User:Andrevan/Alternative to checkuser


Checkuser is an attempt to solve the problem of sockpuppetry. However, this problem continues to occur: checkuser is limited, relies on unreliable IP address info, and can be cheated easily. IP addresses are a bad way to track people anyway and are only going to be less and less useful over time. An alternative approach has been behavioral or sentiment analysis, but with a modicum of deception to throw off such analysis, it is defeated and may be caught only in extraordinary circumstances.

Sockpuppetry is certainly an epidemic on the English Wikipedia and I imagine it is common on many wikis. Wikimedia projects do not require confirmation of identity in most circumstances. Since wikis are a social platform for collaborative work and dispute resolution, the appearance of a mob of similar-minded people throws off many social consensus-building processes. I propose a system of technical identity checking which, with requisite social ceremonies, could deter sock puppetry.
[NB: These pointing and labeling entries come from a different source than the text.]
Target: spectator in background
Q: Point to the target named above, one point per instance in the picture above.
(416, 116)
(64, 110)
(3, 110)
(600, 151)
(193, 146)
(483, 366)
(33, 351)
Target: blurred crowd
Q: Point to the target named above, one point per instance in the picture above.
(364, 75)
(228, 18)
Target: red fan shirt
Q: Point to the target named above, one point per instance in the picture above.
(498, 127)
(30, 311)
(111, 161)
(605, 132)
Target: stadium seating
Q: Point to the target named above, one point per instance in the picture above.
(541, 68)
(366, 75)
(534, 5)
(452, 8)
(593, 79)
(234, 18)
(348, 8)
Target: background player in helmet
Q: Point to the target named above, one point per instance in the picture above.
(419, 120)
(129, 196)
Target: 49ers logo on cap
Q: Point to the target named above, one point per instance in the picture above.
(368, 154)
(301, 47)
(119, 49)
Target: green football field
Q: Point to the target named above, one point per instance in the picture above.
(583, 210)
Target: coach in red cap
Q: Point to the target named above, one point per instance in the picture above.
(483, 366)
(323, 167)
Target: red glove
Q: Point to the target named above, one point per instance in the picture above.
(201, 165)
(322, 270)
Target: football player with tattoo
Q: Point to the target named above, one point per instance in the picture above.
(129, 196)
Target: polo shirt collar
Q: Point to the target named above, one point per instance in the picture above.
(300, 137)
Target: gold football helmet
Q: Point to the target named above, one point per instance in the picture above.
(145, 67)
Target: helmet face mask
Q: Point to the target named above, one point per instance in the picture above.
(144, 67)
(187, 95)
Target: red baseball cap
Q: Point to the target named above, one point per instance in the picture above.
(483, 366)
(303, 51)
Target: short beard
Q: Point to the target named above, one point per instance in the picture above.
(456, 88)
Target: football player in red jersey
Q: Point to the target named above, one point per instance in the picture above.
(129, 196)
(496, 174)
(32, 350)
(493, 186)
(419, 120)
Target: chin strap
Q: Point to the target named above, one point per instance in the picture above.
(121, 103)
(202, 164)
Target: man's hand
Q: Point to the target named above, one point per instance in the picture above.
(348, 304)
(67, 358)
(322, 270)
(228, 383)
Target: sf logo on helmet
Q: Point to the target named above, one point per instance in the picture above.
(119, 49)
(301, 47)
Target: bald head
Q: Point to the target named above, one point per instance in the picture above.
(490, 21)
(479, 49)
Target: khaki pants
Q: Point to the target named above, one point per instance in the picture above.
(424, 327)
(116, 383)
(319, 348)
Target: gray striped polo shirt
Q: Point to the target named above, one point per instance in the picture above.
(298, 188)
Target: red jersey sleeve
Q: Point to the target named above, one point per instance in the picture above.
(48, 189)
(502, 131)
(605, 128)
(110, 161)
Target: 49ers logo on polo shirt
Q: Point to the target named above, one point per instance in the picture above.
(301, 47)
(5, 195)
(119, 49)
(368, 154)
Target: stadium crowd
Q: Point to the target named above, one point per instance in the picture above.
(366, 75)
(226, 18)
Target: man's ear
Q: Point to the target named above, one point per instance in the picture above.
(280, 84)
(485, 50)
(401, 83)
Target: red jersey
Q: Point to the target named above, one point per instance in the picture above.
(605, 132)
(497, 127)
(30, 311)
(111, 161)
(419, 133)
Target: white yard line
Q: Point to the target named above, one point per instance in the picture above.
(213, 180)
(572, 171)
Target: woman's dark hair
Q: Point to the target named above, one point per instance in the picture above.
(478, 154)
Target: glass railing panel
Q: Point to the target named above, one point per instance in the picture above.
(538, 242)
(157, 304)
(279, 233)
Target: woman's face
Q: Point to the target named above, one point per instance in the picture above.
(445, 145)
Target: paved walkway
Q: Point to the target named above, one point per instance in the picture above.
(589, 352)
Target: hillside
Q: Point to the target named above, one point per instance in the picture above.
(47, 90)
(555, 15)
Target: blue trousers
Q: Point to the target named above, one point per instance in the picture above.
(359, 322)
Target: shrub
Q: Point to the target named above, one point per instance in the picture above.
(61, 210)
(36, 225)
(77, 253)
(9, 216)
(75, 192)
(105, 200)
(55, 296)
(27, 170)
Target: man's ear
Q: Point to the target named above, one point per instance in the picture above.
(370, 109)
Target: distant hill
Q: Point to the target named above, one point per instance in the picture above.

Consider a scheme in which a unique key is generated on a successful login and stored in a user's session cookie or local storage. Along with this key we store a dictionary of 1-way salted hashes of all the relevant information about this user: browser user agent, resolution, IP address, connection speed, we can store a small model of the amount of time the users spends looking at different pages on the site. This is an anonymized unique fingerprint of the user's behavioral profile on the website.

Every time a user with the same key seems to have a new fingerprint, an alert can be raised to an administrator to review. This would indicate a multi-user or role account. Similarly, if the same fingerprint appears on two different keys, this would indicate a sockpuppet. It sounds a little Orwellian but would involve 0 storage or knowledge of a user's actual personal info, if done properly. If the fingerprints change due to switching browsers or devices, the system could store which fingerprints it has seen before. A user with 2-3 different editing habits might not necessarily be a problem, because other variables in the fingerprint would not change. If everything changes at once in a weird way, or if 2 users have everything in common except for connection/IP, that might be a problem.

Since it's theoretically possible that users could be indistinguishable until the algorithm is trained to focus on weighing relevant variables, this would probably produce a few false positives at first.